Il y a là un vaste et très douloureux chantier de questionnement. Le temps qui n’a pas été pris pour examiner sérieusement les propositions du rapport risque, au surplus, de manquer pour ces régions qui découvrent amèrement que les effets structurants qu’on a fait miroiter ne se produisent guère sinon que de manière marginale et anecdotique à l’échelle nationale de la filière. Le renoncement du gouvernement Couillard à intervenir pour orienter et charpenter le développement régional ne fera qu’ajouter à l’accélération des tendances lourdes. Il deviendra de plus en plus évident que les choix en matière d’implantation d’infrastructures énergétiques n’auront pas suffi à les redresser de manière durable.

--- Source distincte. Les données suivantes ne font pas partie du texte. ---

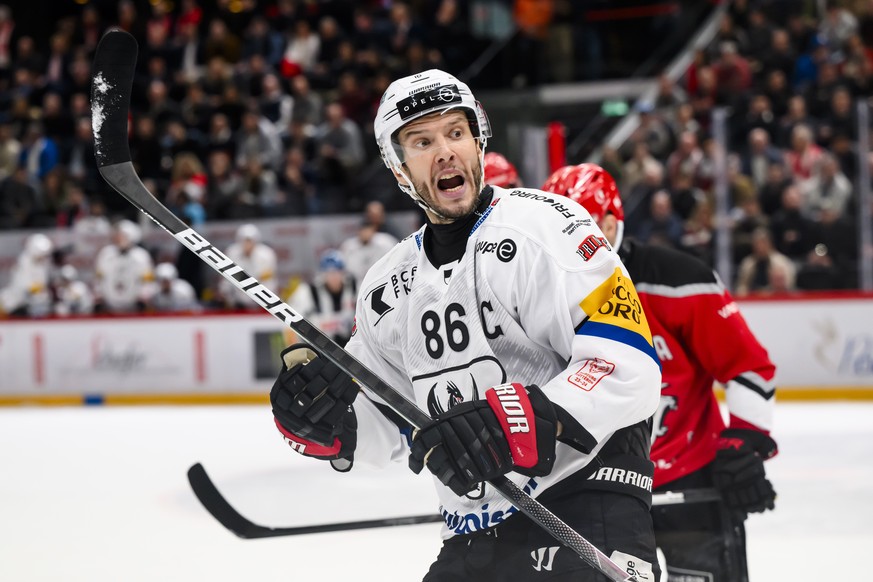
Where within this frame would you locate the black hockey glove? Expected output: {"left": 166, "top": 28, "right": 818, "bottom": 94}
{"left": 711, "top": 428, "right": 778, "bottom": 515}
{"left": 270, "top": 344, "right": 358, "bottom": 470}
{"left": 408, "top": 383, "right": 559, "bottom": 497}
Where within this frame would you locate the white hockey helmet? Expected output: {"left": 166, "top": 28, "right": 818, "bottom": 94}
{"left": 24, "top": 233, "right": 53, "bottom": 258}
{"left": 236, "top": 223, "right": 261, "bottom": 243}
{"left": 115, "top": 219, "right": 142, "bottom": 246}
{"left": 155, "top": 262, "right": 178, "bottom": 281}
{"left": 374, "top": 69, "right": 491, "bottom": 209}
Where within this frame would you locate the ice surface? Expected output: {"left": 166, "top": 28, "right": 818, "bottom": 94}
{"left": 1, "top": 402, "right": 870, "bottom": 581}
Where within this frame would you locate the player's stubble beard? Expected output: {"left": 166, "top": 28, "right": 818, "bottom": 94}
{"left": 410, "top": 157, "right": 484, "bottom": 222}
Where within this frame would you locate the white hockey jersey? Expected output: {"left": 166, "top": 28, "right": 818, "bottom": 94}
{"left": 94, "top": 244, "right": 154, "bottom": 312}
{"left": 344, "top": 186, "right": 662, "bottom": 539}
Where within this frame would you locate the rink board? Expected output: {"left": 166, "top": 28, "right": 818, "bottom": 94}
{"left": 1, "top": 294, "right": 872, "bottom": 404}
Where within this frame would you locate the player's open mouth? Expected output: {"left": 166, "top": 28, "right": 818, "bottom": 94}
{"left": 436, "top": 172, "right": 466, "bottom": 197}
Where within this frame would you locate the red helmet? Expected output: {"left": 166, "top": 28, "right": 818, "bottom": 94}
{"left": 484, "top": 152, "right": 520, "bottom": 188}
{"left": 542, "top": 163, "right": 624, "bottom": 248}
{"left": 541, "top": 163, "right": 624, "bottom": 223}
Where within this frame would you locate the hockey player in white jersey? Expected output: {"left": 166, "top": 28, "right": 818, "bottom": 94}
{"left": 94, "top": 220, "right": 154, "bottom": 313}
{"left": 141, "top": 262, "right": 200, "bottom": 313}
{"left": 219, "top": 224, "right": 277, "bottom": 310}
{"left": 268, "top": 70, "right": 663, "bottom": 581}
{"left": 0, "top": 233, "right": 54, "bottom": 317}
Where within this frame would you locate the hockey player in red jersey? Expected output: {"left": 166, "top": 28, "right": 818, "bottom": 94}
{"left": 543, "top": 163, "right": 777, "bottom": 582}
{"left": 483, "top": 151, "right": 522, "bottom": 188}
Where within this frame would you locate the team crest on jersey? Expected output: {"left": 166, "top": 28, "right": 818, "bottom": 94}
{"left": 412, "top": 356, "right": 506, "bottom": 418}
{"left": 576, "top": 234, "right": 611, "bottom": 261}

Politique énergétique et développement régional
On comprend les milieux de se cramponner aux maigres acquis. Il est cependant plus difficile de les suivre quand leurs élites proposent de continuer d’avancer dans une voie sans issue. Il faut donc envisager la suite des choses en considérant qu’il serait stérile de leur demander à renoncer à ce qu’ils tiennent sur la simple évocation d’éventuelles alternatives. Un tient vaut mieux que deux tu l’auras, l’adage leur tiendra lieu de philosophie de développement. Afin que la réflexion soit constructive et éviter que l’acrimonie serve de carburant à des revendications irréalistes devant lesquelles les calculs de coûts dresseront les consommateurs des grands centres contre des populations mal en point, il faut entreprendre dès maintenant de mobiliser le travail de réflexion sur les distinctions à établir entre politique de l’énergie et politique de développement régional. La première ne peut tenir lieu de la seconde. Il y a antériorité des choix de développement régional sur les choix énergétiques. Les premiers conditionnent et déterminent les orientations de ceux-là. Éblouis par le succès de la nationalisation de l’électricité et des effets sur le développement régional, les nombreux acteurs du développement économique ont souvent confondu les deux registres.

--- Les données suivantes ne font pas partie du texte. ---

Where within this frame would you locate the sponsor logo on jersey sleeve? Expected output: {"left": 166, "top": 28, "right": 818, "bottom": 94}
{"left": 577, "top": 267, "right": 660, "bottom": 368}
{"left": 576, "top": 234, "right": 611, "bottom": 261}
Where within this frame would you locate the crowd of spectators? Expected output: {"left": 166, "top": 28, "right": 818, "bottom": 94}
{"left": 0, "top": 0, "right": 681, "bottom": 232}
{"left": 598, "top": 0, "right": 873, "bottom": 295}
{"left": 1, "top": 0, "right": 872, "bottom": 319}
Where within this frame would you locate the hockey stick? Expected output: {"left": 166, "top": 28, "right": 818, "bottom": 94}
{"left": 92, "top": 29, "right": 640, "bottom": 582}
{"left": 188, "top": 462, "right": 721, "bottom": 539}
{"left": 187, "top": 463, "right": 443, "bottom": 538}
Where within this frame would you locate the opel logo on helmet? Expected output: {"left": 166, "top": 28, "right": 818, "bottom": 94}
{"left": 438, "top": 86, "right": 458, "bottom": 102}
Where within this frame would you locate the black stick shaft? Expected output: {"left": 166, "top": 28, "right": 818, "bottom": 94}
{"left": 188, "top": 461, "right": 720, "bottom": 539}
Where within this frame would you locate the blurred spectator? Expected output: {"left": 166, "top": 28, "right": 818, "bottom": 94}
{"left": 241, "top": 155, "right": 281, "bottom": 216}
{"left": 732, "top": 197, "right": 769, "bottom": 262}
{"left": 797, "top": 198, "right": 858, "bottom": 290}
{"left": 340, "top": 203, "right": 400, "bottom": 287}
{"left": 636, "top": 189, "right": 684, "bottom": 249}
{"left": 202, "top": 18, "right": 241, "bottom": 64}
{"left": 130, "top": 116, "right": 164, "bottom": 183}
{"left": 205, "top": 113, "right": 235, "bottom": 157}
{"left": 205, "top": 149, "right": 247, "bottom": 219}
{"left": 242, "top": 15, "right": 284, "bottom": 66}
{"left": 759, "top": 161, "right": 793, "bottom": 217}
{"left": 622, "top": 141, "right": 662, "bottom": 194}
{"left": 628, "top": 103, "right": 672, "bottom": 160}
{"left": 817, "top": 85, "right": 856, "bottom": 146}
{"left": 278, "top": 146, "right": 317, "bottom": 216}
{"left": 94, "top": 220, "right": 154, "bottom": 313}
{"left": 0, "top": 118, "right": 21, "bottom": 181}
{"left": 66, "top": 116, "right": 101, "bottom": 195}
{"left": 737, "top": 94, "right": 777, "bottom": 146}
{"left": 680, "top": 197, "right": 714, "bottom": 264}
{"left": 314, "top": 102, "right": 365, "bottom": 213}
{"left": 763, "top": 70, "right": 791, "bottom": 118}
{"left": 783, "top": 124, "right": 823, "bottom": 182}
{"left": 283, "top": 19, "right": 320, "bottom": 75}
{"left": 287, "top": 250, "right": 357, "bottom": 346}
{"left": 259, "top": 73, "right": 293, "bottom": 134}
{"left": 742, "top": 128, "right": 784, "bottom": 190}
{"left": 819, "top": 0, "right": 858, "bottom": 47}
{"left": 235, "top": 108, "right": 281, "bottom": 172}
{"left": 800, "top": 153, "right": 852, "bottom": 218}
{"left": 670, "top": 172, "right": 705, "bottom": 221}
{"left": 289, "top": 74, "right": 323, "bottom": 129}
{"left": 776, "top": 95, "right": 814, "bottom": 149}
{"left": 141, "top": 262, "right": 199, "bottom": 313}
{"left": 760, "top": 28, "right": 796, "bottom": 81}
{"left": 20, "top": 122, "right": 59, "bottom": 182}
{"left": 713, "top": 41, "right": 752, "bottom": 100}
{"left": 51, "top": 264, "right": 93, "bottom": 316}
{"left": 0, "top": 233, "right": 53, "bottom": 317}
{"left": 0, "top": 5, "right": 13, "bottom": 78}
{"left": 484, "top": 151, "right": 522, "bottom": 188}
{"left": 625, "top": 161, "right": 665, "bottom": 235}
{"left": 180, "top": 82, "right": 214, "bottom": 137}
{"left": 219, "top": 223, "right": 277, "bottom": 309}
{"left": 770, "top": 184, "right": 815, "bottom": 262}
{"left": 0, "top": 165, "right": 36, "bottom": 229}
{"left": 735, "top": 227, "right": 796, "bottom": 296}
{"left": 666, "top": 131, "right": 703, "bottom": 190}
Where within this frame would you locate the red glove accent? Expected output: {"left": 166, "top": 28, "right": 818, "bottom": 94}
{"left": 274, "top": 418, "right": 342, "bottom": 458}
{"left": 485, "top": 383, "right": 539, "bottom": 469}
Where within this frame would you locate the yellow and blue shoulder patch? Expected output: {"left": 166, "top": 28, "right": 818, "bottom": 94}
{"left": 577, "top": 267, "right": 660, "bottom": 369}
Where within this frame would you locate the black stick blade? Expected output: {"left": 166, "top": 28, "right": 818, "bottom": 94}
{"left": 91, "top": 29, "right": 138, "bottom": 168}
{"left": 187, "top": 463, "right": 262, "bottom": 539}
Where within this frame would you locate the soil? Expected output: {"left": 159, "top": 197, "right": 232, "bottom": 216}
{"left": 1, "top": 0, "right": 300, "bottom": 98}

Il faut dire que les limites de la gestion provinciale qui ont imposé de nombreux compromis et produit une logique bancale ont largement contribué à entretenir la confusion non seulement des finalités, mais aussi des attentes. Hydro-Québec n’est pas une agence de développement économique. C’est un levier puissant qui peut servir à optimiser les choix d’une politique énergétique qui, elle-même, est une composante majeure d’une politique de développement régional, nécessaire à n’en point douter, mais pas suffisante.
Conclusion
Il faut reprendre la discussion sur les propositions Lanoue Mousseau et faire de ce rapport le matériau pour évaluer les propositions que fera éventuellement le ministre Arcand. Il faudra s’inspirer de son approche d’ensemble, de la logique du paradigme sur lequel sont construites ses propositions et éviter de s’enfermer dans les discussions sur les mérites comparés d’une technologie ou d’une filière par rapport à une autre. Mais il faudra le faire surtout en apportant cet important correctif : le renversement du paradigme énergétique a besoin de s’inscrire dans une vision large du développement régional. C’est en se donnant un cadre rigoureux de réponses aux besoins et aux aspirations des régions qu’on pourra le mieux faire ressortir les avantages d’une politique énergétique et ses impacts sur l’occupation et la mise en valeur du territoire et des communautés qui l’habitent.